Single by David Hasselhoff

from the album Crazy for You
- Released: August 1990
- Length: 4:36
- Label: White
- Songwriter(s): Jack White; Charles Blackwell;
- Producer(s): Jack White

David Hasselhoff singles chronology
| "Je T'Aime Means I Love You" (1990) | "Crazy for You" (1990) | "Freedom for the World" (1990) |

= Crazy for You (David Hasselhoff song) =

1990 David Hasselhoff song

"Crazy for You" is a song by American actor and singer David Hasselhoff. It was released in August 1990 as the lead single from Hasselhoff's fourth studio album of the same name (1990). The song was produced by Jack White, and written by him and Charles Blackwell. The song was a hit in Austria, peaking at number four.

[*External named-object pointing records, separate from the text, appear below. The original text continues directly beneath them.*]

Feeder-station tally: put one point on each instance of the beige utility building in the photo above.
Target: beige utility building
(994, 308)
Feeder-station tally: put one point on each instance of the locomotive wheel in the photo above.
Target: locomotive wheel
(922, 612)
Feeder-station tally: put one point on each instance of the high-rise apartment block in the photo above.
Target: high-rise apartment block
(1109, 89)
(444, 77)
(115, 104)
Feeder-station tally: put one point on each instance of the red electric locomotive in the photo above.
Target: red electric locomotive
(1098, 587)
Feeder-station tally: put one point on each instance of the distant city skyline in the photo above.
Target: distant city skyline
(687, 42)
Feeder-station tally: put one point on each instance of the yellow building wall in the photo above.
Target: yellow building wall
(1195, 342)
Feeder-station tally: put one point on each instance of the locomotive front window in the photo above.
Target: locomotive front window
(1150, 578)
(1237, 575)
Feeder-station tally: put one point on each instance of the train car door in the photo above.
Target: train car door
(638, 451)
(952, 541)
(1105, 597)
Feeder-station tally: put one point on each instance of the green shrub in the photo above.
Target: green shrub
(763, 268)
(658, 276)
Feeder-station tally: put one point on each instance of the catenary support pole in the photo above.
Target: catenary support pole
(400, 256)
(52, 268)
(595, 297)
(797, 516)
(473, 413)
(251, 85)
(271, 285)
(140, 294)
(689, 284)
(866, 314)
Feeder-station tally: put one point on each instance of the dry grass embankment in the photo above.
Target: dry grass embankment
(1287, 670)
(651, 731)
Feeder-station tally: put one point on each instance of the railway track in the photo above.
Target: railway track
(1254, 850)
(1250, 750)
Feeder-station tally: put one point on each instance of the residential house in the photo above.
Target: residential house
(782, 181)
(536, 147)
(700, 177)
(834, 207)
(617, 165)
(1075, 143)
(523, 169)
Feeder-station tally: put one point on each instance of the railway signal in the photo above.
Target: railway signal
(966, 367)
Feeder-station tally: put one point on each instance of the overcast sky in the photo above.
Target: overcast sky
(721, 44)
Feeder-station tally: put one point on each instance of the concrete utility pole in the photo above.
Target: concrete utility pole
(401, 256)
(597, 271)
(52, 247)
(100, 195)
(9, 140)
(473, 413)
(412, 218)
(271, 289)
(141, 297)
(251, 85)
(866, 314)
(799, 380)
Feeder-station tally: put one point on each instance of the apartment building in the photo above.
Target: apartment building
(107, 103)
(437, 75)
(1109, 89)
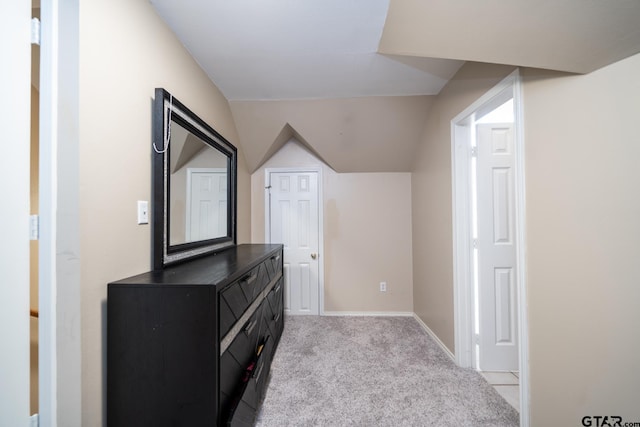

==Background, release and promotion==
Jack White began working with Hasselhoff in 1988 on the song "Looking for Freedom", which became Hasselhoff's biggest hit, topping the charts in Austria, Germany and Switzerland. Followed by his third studio album of the same name and its follow-up single "Is Everybody Happy" being also successful across Europe. Following its accompanying tour, the Freedom Tour, Hasselhoff and White began working on a new album.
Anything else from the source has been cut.